Clandestino stupratore a zonzo «perché pazzo»
Don Massimo Biancalani (Ansa)

Don Biancalani assolve il violentatore ospite nella sua comunità: «Problemi psichiatrici».

Libero di aggirarsi sul territorio italiano, di vivere ai margini e, se capita, di stuprare. Il lasciapassare? «Problemi psichici». Quella di Vicofaro, la comunità pistoiese del don accoglienza Massimo Biancalani, è l’ennesima storia che getta ombre sull’efficacia dei meccanismi giudiziari legati alla gestione dell’immigrazione. Ma non solo. La vicenda lascia un retrogusto amaro, amplificato dalle parole vuote che giungono da chi vorrebbe imporre una narrazione alternativa invece di fornire delle giustificazioni. Ieri don Biancalani ha postato sul suo profilo Facebook una nota della comunità di Vicofaro nella quale, oltre a svelare che il liberiano arrestato l’altro giorno per la presunta violenza sessuale nei locali della sua parrocchia (sui quali qualcuno avrebbe dovuto vigilare) era «uscito da qualche giorno dal Cpr di Potenza per motivi di salute» che indica come «psichiatrici», si rivendica che i ragazzi della comunità «sono intervenuti e hanno fermato l’aggressore».

Poco per scrollarsi di dosso qualche responsabilità.

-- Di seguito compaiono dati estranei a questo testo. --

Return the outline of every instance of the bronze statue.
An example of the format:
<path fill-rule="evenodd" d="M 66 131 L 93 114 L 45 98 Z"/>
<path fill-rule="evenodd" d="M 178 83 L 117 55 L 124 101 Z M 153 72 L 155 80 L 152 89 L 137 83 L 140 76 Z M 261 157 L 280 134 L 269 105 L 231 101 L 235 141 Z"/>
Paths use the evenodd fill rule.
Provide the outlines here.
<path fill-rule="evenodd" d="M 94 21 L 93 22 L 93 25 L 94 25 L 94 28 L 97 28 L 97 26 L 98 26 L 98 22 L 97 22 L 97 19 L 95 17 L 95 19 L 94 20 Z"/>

Sono gli stessi appartenenti alla comunità a precisare che alle 3 del 26 novembre «due persone straniere senza fissa dimora», il liberiano arrestato e una donna (la vittima della violenza), «di cui non conosciamo la provenienza», sostengono dalla comunità di Vicofaro, «si sono introdotte in casa per dormire sul giaciglio che la comunità ha predisposto all’ingresso della Canonica per chi arriva durante la notte». Lì il liberiano, con precedenti per spaccio, si sarebbe macchiato del gesto che si è poi trasformato in un’accusa penale. Quello che dimentica di comunicare la comunità di Vicofaro è qualche dettaglio fondamentale: i due hanno scelto il giaciglio della Canonica dopo una notte di alcol e droga. E gli eroi ospiti della comunità («i nostri ragazzi» del comunicato) come sarebbero intervenuti? Alle grida della donna uno di loro avrebbe brandito una lametta da barba. Tutti eventi che ora dovranno ricostruire gli inquirenti. Responsabilità penali a parte, però, quella di Vicofaro è una storia nella quale non si salva nessuno.

E la comunità sembra ormai un simbolo controverso dell’accoglienza italiana. Il leader della Lega Matteo Salvini ha attaccato duramente il sacerdote: «Se difendi (in veste di prete!) un verme che stupra una ragazza in una chiesa sei solo un vile accecato dall’ideologia dell’accoglienza indiscriminata. Questa non è carità ma complicità. Vergogna, vergogna, vergogna».